Can you describe the challenges and benefits of being a full-time author?
I have had times of feeling stuck in a writing desert or no-man’s land; wanting and needing fundamental changes in the way I work but not knowing how to bring this about. It’s a hideously familiar rerun of all those initial doubts and fears that paralysed me when I first started out, doubts and fears that I had foolishly imagined to be gone forever! People assume that with several published books under your belt, you must have acquired an unshakeable level of confidence. Sadly creativity doesn’t work like that. Rowan Colman, a hugely successful novelist, talks about a phenomenon she names ‘The Fear,’ a creativity-sucking terror, which is all the more terrifying obviously if writing is also how you feed and clothe your family.
On the other side of the scales is that incomparable excitement which comes with finally breaking into new writing territory; or the thrill of those rare but glorious days when both sides of your brain are suddenly joyously in synch and you feel as if you’re flying; or, yes, an unexpected film deal; or receiving a letter from a thirteen-year old girl confiding that reading your book is helping her to heal from the death of a sibling. On the benefits side of the scales I would also include being sent a bright pink working clock (complete with sparkly winged angel logo) made by eleven-year old triplet girls, now grown up, one of whom is hosting this blog!
You’ve recently re-released your Angels Unlimited books as ebooks, with new cover artwork and under the name of Angel Academy. Can you describe the challenges and benefits of republishing your Angels books as ebooks?

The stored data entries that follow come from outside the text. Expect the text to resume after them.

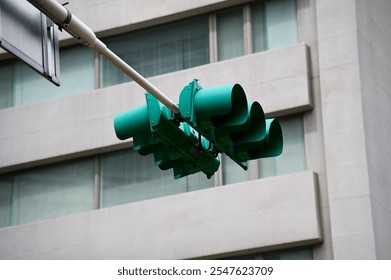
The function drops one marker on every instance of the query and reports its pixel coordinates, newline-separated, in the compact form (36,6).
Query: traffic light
(174,144)
(231,124)
(210,121)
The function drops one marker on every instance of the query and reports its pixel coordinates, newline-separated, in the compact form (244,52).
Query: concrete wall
(259,215)
(351,215)
(83,124)
(374,39)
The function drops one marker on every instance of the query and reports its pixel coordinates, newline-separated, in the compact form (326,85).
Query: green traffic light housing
(210,121)
(175,145)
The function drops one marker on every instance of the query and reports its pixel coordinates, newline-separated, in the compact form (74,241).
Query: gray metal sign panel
(30,36)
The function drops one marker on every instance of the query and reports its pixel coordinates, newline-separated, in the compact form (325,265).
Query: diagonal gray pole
(65,20)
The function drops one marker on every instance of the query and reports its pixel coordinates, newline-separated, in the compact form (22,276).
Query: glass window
(47,192)
(274,24)
(230,33)
(157,50)
(126,176)
(292,158)
(20,85)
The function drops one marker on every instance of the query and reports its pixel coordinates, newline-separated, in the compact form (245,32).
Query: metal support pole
(80,31)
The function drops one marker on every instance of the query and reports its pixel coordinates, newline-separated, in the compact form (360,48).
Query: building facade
(69,189)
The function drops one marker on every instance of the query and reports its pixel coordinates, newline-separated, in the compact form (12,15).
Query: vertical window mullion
(97,196)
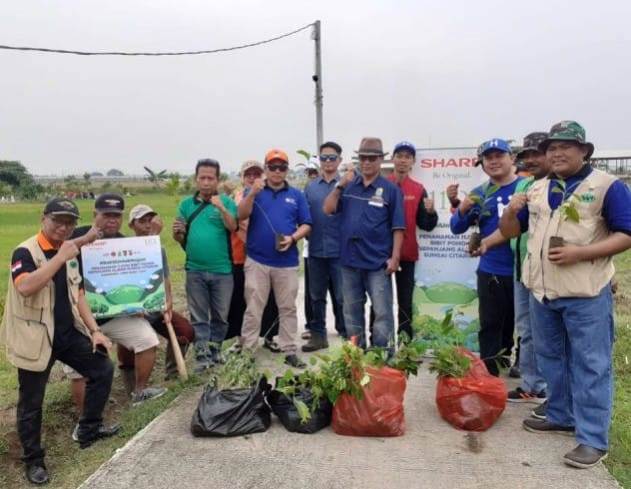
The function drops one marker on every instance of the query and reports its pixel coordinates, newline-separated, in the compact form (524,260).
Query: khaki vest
(28,325)
(583,279)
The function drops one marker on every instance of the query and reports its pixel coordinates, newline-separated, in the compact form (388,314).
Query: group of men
(242,263)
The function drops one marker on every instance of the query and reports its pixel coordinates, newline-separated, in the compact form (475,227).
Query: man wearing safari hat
(278,218)
(47,318)
(577,219)
(372,226)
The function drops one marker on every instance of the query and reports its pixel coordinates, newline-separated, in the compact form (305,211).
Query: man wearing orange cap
(279,217)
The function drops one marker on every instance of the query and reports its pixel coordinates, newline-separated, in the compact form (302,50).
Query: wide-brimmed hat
(567,131)
(532,142)
(371,147)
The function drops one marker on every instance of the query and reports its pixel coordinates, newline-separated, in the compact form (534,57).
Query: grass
(70,466)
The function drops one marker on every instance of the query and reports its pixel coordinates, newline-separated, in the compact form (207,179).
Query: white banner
(445,273)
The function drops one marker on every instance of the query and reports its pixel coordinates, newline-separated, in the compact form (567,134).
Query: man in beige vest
(577,219)
(47,318)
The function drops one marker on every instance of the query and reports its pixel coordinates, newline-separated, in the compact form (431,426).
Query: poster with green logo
(124,276)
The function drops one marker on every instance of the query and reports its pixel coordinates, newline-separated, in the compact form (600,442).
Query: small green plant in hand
(450,362)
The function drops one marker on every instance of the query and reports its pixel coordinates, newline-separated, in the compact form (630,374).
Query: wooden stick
(177,353)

Republishing the Angels series has just been win-win all round. The first four books particularly were written to very strict deadlines, and often I was writing other books alongside. This meant that the writing wasn’t always as tight as I’d have liked. As part of the process of converting them to e-books I’ve been able to re-read and re-edit, taking out any extraneous fluff and also bringing them up to date. My daughter designed new covers, giving these books a more contemporary – and I hope more powerful and grownup – look. It makes me very happy to know that Mel’s cosmic adventures are being read by a new generation of readers.